As Dwight Gayle took to the skies at the Hawthorns, he knew exactly what he was doing.
He had been looking for a touch inside the box but none was forthcoming.
One swallow dive later and referee Lee Mason was pointing to the spot.
Jay Rodriguez crashed home the resulting penalty and, having then been denied one of their own at the other end, Forest were left to reflect on what should have been.
Martin O’Neill could have been forgiven for channelling his inner Roy Keane at the final whistle and throwing his toys out of the pram.
Instead, the Reds boss told the Nottingham Post: “The referee just said that he was disappointed; that it was an honest mistake he made. He felt that one of our players connected with him.
“I think it is the most difficult task now in the world, refereeing games. Particularly in the modern game, when we have a number of camera angles to look at – and they have a split second to look at things.
“It seems as if I am standing up for referees here… but Lolley should have had a penalty at the other end as well, which was disappointing.”
Moments after Gayle got the call he was looking for by hitting the deck, Joe Lolley favoured a different approach at the opposite end of the field.
Despite seeing Kieran Gibbs attempt to swap shirts before the final whistle, the Reds winger stayed on his feet and got a shot away.
O’Neill added on Mason’s decision not to award Forest a penalty: “In two weeks it will be forgotten, but it is a disappointment for us.
“You are allowed to speak to the referee half an hour after the game, if you want to, and he allowed me that opportunity.
“He did not think the Lolley incident was a penalty, but it was a clear penalty. He was fouled, he was held on to. That was disappointing also. It was a disappointing night, in that sense. But we scored a couple of goals and we played well, when we got the ball down to play it.”
Lolley later said during a discussion regarding the incident on Twitter: “I personally find it very hard/impossible to throw myself down.
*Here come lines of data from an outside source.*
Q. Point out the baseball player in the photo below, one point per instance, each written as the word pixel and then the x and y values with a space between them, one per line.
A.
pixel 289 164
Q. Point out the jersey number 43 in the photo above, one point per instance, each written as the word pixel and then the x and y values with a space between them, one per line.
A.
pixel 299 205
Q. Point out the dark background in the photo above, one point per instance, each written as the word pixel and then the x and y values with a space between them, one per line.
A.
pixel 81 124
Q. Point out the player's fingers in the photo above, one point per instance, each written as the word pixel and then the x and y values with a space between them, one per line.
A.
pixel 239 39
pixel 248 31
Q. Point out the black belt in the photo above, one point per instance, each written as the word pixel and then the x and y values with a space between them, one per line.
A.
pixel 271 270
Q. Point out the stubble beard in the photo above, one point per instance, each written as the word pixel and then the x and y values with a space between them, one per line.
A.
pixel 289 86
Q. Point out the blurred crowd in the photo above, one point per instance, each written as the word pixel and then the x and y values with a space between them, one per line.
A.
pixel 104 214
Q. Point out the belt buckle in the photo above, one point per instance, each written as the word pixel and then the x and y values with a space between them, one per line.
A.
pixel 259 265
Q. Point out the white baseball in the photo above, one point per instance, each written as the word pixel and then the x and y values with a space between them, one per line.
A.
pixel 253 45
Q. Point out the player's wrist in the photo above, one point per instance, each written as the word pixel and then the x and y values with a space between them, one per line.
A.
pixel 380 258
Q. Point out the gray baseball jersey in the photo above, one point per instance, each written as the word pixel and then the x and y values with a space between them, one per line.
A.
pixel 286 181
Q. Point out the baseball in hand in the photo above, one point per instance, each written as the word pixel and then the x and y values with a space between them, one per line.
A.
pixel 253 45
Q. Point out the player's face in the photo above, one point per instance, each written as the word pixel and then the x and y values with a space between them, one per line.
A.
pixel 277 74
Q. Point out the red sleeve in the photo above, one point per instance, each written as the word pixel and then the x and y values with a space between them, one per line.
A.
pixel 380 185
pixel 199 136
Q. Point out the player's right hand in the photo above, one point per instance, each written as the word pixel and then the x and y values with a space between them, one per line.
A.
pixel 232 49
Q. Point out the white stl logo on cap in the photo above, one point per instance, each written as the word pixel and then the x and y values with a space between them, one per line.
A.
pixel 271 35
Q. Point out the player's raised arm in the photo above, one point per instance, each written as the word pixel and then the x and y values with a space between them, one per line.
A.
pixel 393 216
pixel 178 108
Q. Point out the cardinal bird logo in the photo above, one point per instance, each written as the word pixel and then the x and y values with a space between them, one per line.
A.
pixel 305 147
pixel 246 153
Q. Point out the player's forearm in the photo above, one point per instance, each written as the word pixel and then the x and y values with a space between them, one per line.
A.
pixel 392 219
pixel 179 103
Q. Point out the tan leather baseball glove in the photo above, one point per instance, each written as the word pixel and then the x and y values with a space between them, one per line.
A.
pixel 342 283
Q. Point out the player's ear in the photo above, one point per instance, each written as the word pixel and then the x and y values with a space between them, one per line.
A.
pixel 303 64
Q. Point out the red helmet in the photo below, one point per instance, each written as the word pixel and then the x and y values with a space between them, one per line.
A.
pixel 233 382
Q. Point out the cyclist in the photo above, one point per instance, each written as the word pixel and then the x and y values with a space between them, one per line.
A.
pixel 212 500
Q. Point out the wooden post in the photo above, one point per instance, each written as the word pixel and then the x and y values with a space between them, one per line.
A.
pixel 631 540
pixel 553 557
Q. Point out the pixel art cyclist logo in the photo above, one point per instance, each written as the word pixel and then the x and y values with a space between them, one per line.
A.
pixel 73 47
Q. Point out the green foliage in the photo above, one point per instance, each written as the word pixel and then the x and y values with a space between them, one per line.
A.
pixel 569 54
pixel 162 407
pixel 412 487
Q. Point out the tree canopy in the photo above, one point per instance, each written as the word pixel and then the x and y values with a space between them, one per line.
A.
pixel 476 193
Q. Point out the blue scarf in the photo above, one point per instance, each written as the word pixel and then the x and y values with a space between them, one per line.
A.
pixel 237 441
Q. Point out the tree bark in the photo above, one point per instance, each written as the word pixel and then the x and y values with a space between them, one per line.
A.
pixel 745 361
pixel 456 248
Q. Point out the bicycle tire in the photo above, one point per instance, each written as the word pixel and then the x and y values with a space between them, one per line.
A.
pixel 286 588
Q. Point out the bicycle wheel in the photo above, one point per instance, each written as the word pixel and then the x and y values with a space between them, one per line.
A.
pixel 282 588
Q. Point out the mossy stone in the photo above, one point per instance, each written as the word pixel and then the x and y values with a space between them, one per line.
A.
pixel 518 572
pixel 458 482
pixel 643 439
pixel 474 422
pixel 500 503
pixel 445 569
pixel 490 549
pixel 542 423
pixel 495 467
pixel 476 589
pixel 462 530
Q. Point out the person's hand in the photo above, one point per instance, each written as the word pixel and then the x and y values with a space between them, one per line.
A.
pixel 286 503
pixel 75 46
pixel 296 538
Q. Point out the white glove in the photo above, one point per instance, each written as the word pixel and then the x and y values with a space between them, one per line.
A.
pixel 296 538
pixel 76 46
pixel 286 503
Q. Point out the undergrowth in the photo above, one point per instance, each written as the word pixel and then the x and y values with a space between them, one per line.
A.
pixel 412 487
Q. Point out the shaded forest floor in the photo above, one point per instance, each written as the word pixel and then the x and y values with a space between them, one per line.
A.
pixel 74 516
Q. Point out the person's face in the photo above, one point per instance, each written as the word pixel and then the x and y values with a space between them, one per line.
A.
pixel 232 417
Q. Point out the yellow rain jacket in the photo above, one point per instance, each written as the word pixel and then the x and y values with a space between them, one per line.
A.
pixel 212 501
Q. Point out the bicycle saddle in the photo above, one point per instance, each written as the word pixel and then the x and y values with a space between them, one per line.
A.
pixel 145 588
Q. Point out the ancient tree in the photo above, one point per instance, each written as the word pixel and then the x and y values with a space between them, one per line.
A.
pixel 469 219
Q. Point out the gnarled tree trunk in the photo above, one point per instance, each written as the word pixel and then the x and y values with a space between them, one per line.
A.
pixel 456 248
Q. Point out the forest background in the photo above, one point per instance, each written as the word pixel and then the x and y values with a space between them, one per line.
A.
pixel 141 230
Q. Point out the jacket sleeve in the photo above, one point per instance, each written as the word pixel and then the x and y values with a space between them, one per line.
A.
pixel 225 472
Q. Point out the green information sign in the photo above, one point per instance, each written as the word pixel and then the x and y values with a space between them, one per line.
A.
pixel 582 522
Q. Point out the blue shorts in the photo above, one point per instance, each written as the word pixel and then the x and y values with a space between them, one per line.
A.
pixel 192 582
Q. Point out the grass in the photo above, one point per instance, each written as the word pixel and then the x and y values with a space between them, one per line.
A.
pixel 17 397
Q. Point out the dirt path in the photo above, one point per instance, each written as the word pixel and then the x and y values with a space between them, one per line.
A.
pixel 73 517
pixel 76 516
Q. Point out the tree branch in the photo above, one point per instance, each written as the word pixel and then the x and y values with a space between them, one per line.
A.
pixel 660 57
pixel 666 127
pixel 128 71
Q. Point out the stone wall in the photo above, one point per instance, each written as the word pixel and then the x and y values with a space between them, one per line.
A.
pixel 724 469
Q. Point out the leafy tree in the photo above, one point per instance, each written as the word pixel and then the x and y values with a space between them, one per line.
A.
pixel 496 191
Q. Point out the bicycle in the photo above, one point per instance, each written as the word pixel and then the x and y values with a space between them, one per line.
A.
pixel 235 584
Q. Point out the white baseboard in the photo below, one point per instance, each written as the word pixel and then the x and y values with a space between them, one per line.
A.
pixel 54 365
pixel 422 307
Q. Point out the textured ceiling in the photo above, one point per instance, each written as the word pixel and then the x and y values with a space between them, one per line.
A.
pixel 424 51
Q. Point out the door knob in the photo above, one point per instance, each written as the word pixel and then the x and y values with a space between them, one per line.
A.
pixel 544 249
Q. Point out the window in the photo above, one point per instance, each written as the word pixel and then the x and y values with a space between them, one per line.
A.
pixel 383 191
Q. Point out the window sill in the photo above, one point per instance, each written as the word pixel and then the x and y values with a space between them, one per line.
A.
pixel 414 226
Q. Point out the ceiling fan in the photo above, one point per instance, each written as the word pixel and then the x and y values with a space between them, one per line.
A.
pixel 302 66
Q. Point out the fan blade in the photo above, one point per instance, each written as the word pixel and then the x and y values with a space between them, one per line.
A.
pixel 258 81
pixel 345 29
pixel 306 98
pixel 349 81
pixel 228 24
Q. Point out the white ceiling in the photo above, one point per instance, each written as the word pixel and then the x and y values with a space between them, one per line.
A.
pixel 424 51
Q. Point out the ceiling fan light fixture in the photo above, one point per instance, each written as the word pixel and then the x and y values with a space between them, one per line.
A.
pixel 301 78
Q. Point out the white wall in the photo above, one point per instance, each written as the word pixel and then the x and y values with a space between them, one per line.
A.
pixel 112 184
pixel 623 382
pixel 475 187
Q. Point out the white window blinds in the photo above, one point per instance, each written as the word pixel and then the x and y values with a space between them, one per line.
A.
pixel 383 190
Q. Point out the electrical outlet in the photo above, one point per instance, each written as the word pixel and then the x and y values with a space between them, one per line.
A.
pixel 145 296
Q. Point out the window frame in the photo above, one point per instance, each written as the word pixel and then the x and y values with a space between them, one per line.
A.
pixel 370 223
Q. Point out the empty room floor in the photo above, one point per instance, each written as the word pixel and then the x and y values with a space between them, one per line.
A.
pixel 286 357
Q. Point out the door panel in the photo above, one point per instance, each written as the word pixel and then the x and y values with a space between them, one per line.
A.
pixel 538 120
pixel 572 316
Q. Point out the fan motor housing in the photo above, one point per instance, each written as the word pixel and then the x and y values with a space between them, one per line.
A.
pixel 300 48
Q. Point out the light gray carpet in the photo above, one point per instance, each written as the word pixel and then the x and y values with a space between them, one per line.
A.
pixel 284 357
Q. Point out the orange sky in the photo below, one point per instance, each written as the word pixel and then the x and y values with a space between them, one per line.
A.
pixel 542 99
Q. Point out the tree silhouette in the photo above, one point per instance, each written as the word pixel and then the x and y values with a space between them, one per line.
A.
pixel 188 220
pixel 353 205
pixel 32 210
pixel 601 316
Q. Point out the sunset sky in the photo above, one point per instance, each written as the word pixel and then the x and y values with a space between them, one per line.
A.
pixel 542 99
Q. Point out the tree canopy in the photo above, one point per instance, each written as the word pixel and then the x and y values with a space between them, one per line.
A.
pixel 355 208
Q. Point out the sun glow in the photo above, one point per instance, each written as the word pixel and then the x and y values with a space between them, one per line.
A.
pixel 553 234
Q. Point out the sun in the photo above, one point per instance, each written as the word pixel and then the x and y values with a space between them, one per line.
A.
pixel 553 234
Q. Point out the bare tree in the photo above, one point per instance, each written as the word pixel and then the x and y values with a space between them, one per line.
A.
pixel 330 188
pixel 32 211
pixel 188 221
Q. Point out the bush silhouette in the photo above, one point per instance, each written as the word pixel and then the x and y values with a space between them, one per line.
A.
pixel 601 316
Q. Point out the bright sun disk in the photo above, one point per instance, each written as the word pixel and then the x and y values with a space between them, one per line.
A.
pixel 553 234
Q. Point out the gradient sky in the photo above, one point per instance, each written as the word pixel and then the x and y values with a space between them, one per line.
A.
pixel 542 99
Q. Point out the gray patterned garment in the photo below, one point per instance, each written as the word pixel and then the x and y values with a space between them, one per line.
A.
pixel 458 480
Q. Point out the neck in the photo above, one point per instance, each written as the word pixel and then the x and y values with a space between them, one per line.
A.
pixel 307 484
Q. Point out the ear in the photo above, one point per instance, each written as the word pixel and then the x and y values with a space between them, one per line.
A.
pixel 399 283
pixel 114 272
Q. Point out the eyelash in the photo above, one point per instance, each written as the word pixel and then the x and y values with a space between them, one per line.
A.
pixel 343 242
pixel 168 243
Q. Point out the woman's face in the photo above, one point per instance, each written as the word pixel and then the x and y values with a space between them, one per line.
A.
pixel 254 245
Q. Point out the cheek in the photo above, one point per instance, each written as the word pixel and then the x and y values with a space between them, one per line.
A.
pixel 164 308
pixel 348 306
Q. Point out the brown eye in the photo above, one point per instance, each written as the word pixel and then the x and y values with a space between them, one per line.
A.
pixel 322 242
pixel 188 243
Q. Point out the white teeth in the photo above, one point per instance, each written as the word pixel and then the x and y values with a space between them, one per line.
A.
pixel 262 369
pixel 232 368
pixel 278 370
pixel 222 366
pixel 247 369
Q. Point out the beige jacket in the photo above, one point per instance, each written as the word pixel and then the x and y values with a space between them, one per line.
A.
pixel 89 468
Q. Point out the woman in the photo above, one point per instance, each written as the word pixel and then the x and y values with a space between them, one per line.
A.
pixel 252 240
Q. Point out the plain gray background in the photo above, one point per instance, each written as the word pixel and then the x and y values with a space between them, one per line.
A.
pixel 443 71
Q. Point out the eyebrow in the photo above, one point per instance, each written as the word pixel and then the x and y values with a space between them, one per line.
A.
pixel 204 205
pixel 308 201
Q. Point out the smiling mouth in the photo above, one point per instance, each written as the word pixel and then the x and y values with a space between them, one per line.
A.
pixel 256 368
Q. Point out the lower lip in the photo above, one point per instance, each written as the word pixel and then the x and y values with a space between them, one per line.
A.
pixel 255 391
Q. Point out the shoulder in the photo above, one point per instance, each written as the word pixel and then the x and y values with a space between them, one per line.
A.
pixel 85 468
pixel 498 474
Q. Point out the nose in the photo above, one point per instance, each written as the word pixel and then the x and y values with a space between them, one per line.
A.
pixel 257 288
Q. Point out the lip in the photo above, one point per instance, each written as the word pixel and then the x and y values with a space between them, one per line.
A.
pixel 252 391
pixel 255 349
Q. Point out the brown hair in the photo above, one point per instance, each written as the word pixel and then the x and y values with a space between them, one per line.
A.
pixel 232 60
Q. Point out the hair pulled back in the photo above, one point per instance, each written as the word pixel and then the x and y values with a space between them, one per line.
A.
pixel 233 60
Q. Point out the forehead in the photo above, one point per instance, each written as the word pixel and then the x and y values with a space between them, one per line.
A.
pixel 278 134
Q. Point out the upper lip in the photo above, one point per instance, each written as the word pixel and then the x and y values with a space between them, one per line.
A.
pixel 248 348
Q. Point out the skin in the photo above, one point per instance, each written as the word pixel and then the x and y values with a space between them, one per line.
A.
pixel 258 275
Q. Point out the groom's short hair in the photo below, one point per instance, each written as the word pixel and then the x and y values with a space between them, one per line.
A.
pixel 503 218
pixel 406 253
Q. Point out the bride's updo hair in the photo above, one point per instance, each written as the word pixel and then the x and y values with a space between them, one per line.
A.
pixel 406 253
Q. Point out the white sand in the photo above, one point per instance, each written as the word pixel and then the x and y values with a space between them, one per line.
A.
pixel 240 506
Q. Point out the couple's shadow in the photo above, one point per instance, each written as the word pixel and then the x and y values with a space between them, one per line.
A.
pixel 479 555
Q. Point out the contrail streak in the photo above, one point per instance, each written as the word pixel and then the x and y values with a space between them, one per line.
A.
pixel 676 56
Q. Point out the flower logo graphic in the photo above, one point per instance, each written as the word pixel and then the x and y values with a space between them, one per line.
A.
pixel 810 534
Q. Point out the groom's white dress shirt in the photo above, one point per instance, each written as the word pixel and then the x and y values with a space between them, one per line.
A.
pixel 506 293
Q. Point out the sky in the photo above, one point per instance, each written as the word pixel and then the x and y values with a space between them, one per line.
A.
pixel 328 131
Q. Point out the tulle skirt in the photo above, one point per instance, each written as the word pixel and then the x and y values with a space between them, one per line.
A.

I’ll go down if the contact forces me down… just the way I’ve always played.”
Such an approach should be applauded.
This is not the first time that Forest have been let down by contentious calls from match officials this season.
Back in October, Kemar Roofe was somehow allowed to get away with punching the ball into the net to salvage Leeds a 1-1 draw at Elland Road.
After that contest, then Reds boss Aitor Karanka said in the Nottingham Post: “You can imagine how I feel, especially when you have a group of players who have done everything to win,” said Karanka.
“We were lucky because the cameras were here and everybody could see what happened.
“You can imagine how the players were in the changing room, because when you have done everything and you have lost two points, to something that is not in your hands, it is difficult to understand.”
Again, no ranting or raving.
No belittling of the referee or suggestions that he needs to pay a visit to a certain opticians.
A calm, honest assessment of a decision which was difficult to stomach.
O’Neill and Lolley delivered the same on Tuesday and for that the Forest faithful should be proud.
Points are temporary but class is permanent.